07/29/2006: Tetovo Mystery Slasher on Islamist Payroll

(Balkanalysis.com Security & Intelligence Brief 9) The knife-wielding attacker who terrorized young Macedonian women in the Albanian-majority city of Tetovo during June is not the deranged lunatic as some of the media has portrayed him to be, says a high security services source in Skopje.

According to this source, the attacker (allegedly, a young Albanian male from Tetovo) is a known Wahhabi sympathizer. Islamist groups in Tetovo and Skopje with financial and ideological links to Saudi Arabia reportedly paid the man to prowl the streets by night and terrorize young women wearing Western attire not deemed to be sufficiently modest for their strict interpretation of Islam.

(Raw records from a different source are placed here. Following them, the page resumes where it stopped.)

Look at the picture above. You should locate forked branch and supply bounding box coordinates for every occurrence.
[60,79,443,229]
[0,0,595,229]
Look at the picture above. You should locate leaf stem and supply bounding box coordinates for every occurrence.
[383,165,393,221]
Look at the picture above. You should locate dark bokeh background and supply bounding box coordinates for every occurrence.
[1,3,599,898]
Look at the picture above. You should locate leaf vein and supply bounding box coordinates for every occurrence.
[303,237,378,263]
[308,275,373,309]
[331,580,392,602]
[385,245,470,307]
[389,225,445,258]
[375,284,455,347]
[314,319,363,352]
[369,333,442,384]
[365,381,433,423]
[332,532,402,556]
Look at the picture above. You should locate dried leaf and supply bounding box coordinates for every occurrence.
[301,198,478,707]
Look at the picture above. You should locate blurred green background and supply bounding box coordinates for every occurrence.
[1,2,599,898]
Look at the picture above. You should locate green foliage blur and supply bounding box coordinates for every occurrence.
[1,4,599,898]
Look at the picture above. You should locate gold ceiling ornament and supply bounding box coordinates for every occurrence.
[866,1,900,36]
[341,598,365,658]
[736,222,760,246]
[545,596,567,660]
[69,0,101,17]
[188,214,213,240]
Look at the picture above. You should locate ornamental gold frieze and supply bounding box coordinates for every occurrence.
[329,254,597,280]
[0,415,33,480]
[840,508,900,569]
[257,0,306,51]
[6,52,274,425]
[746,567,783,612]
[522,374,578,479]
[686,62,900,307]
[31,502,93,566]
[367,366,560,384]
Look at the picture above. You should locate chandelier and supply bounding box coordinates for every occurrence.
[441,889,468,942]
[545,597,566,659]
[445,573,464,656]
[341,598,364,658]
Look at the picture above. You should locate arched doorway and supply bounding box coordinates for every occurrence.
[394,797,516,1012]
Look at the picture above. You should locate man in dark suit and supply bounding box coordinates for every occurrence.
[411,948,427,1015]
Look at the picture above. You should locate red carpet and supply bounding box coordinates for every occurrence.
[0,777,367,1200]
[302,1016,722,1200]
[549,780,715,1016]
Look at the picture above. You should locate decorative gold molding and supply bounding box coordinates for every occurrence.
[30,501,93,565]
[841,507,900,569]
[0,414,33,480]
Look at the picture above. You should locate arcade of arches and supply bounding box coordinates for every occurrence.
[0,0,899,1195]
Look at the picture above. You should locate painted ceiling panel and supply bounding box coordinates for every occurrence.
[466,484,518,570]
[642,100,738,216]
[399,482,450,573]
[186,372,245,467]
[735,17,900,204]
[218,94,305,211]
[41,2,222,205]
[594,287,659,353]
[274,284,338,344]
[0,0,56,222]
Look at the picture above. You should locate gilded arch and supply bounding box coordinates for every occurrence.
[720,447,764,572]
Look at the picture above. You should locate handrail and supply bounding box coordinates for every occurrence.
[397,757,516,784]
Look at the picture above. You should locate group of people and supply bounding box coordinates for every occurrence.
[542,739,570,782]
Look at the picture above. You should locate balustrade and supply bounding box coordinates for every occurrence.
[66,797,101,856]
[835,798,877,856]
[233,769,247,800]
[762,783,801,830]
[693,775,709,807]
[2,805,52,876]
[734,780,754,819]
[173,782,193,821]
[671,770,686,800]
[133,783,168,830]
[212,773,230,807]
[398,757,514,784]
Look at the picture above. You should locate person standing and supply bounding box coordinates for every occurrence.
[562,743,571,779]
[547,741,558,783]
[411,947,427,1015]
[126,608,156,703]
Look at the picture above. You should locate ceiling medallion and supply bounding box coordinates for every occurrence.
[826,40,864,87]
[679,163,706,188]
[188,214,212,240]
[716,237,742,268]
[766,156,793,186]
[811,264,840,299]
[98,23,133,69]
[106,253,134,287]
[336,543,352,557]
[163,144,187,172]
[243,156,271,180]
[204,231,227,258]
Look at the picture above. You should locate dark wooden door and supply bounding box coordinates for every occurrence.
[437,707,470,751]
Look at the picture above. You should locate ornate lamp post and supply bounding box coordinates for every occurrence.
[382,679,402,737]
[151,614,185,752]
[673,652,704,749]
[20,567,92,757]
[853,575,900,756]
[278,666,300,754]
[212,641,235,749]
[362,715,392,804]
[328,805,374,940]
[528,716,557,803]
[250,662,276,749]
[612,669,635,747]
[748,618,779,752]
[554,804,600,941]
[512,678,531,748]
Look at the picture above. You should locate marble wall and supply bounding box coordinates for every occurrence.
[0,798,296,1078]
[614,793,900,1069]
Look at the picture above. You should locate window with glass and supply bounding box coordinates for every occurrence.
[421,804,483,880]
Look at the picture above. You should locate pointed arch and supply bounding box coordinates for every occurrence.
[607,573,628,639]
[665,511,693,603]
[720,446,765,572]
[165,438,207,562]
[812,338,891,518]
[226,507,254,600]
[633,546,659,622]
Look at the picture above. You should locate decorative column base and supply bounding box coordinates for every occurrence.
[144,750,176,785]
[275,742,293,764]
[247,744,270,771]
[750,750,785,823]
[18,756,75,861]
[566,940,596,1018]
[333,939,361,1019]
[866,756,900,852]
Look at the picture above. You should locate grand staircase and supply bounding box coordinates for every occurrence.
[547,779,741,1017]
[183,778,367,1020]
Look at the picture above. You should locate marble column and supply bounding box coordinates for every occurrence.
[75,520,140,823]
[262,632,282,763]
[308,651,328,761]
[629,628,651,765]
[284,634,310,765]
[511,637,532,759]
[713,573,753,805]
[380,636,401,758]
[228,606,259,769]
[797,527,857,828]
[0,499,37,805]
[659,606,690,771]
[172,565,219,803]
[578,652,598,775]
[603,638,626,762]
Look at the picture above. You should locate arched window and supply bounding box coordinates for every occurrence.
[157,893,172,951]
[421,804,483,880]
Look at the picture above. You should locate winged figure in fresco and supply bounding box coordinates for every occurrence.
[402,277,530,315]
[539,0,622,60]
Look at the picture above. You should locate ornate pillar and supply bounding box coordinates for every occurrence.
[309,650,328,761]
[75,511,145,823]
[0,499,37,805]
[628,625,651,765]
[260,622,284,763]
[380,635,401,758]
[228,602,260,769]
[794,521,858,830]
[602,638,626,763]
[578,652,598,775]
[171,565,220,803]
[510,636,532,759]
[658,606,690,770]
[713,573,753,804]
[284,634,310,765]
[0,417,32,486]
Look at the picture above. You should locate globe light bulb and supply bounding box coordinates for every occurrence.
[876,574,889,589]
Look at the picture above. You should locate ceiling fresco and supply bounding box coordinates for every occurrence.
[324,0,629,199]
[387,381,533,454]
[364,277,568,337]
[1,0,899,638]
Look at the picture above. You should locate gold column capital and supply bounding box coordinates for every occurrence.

Skopje newspaper Vreme, summing up the story on July 3, noted that three attacks had occurred, after which six different men had been arrested — and released — without the real attacker ever having been found. The paper compared the palpable panic being felt in Tetovo with a similar occurrence in Veles in 2003, when a knife-wielding assailant struck fear in the hearts of local residents. However, that individual was finally caught.

The infamous concept of a self-appointed “Sharia police” known in places like Iran, Pakistan and now Iraq has never before been seen in Macedonia. While the attacker has been portrayed as mentally unstable and prone to violence, our source says, “that is just the image. He is not crazy. The brothers [i.e., the Islamists] are paying him to do these attacks- and some of the police may be protecting him, too.”

While Macedonia’s Albanian population is primarily Muslim, they have shown relatively little interest in Wahhabism or other variants of religious fundamentalism. Nevertheless, the Wahhabi movement has gathered adherents over the past few years and the number of women clad in the burkha, once a rare sight outside of the villages, has increased dramatically. Heavily bearded men with wives clad head to toe in black still stick out conspicuously; however, they (and their sponsors) have future plans. It is likely that the intimidation is starting in Tetovo because its Christian Macedonian population is small and getting smaller, and located in a relatively compact area in the city. Eliminating the Christian population is a strategic goal of the Islamists, who will next “work on’ the vast majority of Albanians similarly not deemed “Islamic enough.’

While such things as these attacks had heretofore not been seen in Macedonia, similar attacks elsewhere in the Balkans have been witnessed. One group of alleged “Sharia police’ making roving patrols to crack down on public displays of affection, for example, was widely reported this year in Sarajevo, Bosnia. In the past, Islamic fundamentalist groups in Kosovo and Novi Pazar, Serbia have issued bomb threats against local television stations accused of broadcasting overly racy and non-Islamic programs. But all of those places have much more powerful Islamic communities, and much greater number of Wahhabis, than does Macedonia.

While the general liberal predisposition of Muslims in the region means that a mass “conversion” to Wahhabism is unlikely, these well-funded and fanatic fringe groups, their numbers bolstered by thugs and local drug dealers, will continue to have the capability to cause considerable disruption, violence and ideological challenges on a local level.